Driving forward
More P2P platforms should look at car finance, writes Michael Lloyd…
Car finance is an area relatively untapped by peer-to-peer lending platforms, with one exception. Consumer lender Zopa is the only P2P car finance provider in the UK, specifically offering car loans, as well as a personalised car hire purchase (HP) product.
Some platforms – for example, Lending Works and Elfin Market – offer consumer loans which can be used to purchase cars. And RateSetter provides asset-backed finance for dealerships to stock up on cars, funded by its investors. Following its acquisition by Metro Bank, RateSetter’s unsecured personal loans – which can be used to buy cars – will be funded by the challenger bank rather than its P2P investors.

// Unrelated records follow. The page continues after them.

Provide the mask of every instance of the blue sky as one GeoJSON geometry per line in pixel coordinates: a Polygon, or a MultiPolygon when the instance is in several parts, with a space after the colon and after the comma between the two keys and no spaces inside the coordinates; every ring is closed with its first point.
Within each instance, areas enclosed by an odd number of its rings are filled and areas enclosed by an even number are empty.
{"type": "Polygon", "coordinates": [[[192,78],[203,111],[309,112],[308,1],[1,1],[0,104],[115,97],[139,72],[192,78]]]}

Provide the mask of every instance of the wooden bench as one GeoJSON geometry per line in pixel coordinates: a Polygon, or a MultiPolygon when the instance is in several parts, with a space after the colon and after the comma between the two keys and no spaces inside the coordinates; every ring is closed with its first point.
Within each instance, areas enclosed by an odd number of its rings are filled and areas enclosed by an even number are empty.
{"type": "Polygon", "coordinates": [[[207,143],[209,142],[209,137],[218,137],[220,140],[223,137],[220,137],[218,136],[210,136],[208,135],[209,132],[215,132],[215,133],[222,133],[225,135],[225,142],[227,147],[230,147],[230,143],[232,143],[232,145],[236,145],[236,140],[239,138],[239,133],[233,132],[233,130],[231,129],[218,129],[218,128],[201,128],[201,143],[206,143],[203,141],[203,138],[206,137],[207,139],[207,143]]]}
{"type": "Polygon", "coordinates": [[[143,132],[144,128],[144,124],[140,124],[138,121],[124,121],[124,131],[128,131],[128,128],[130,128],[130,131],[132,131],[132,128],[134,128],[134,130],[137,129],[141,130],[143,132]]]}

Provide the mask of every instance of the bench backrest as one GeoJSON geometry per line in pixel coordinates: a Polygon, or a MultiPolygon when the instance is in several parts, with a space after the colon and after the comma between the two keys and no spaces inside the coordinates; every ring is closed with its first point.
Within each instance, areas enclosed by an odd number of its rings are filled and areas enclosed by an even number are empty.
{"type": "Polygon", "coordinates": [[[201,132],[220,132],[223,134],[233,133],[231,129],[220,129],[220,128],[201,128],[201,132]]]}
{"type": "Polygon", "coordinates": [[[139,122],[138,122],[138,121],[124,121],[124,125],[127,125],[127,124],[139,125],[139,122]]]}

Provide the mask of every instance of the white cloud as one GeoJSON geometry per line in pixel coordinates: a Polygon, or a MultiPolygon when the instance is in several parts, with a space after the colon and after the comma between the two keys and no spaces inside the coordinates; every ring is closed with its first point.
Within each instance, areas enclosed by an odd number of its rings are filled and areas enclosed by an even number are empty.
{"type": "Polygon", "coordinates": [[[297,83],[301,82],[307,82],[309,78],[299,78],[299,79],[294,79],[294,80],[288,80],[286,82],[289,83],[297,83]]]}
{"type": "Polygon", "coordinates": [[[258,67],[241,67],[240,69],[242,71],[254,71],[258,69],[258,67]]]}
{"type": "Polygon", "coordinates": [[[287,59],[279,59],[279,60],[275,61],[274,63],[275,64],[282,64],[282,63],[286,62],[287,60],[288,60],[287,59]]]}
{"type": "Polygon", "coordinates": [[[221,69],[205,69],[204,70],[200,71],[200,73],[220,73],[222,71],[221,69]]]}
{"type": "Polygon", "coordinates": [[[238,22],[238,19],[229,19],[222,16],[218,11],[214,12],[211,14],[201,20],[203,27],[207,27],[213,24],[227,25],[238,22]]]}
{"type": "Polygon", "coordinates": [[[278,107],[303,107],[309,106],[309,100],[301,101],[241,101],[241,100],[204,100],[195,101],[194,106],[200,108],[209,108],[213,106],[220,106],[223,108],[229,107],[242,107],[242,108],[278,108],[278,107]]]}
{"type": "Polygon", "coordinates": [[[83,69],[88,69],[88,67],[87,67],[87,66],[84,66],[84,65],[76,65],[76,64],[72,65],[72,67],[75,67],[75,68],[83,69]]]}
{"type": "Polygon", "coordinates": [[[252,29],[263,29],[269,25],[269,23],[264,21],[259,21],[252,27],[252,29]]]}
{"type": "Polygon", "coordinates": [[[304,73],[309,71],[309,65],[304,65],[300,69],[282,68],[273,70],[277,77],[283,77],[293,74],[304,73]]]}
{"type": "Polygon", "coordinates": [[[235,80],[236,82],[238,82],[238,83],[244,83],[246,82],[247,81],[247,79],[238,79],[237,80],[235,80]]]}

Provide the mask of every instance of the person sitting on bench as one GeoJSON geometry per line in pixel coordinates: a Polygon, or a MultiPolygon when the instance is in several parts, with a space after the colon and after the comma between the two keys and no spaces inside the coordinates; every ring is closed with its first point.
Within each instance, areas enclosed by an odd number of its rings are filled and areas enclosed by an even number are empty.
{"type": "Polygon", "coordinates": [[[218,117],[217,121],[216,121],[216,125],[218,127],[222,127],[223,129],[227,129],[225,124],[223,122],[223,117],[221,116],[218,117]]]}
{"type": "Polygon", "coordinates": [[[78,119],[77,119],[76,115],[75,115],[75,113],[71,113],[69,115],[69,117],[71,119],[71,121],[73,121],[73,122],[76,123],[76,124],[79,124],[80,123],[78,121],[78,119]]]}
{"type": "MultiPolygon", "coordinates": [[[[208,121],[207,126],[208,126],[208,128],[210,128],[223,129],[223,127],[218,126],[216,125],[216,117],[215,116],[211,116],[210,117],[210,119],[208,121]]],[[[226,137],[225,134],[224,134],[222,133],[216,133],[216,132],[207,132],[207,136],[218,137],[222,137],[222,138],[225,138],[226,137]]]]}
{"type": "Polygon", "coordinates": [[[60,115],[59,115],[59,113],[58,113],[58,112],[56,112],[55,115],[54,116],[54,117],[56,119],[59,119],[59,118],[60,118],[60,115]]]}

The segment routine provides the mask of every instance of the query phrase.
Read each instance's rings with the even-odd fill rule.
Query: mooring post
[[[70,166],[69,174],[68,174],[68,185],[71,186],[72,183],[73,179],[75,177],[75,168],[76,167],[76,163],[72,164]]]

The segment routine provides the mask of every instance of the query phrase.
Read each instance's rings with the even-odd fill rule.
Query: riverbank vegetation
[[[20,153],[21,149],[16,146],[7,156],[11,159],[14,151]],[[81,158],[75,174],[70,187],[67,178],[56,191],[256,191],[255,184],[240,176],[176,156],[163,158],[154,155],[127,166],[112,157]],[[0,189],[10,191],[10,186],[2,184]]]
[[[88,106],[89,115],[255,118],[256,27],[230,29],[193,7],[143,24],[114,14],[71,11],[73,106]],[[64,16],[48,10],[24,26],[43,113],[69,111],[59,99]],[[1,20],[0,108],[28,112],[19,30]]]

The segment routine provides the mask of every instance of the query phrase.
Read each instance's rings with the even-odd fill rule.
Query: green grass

But Zopa is still the only P2P lending platform offering a specific car finance product. Buying a car with car finance is pretty similar to purchasing a house, in the sense that there is a valuation and the consumer works with a broker to find the best deal. But it gets more complicated when it comes to personalising specific products.
A standard car loan is where the provider lends enough money to make up the shortfall between the car’s price and valuation, so that the borrower can buy it outright. The borrower will then repay the lender in monthly instalments over an agreed period, adding pre-agreed interest. HP is where the borrower makes monthly payments to a car finance company to hire the car and will only own it after the final payment.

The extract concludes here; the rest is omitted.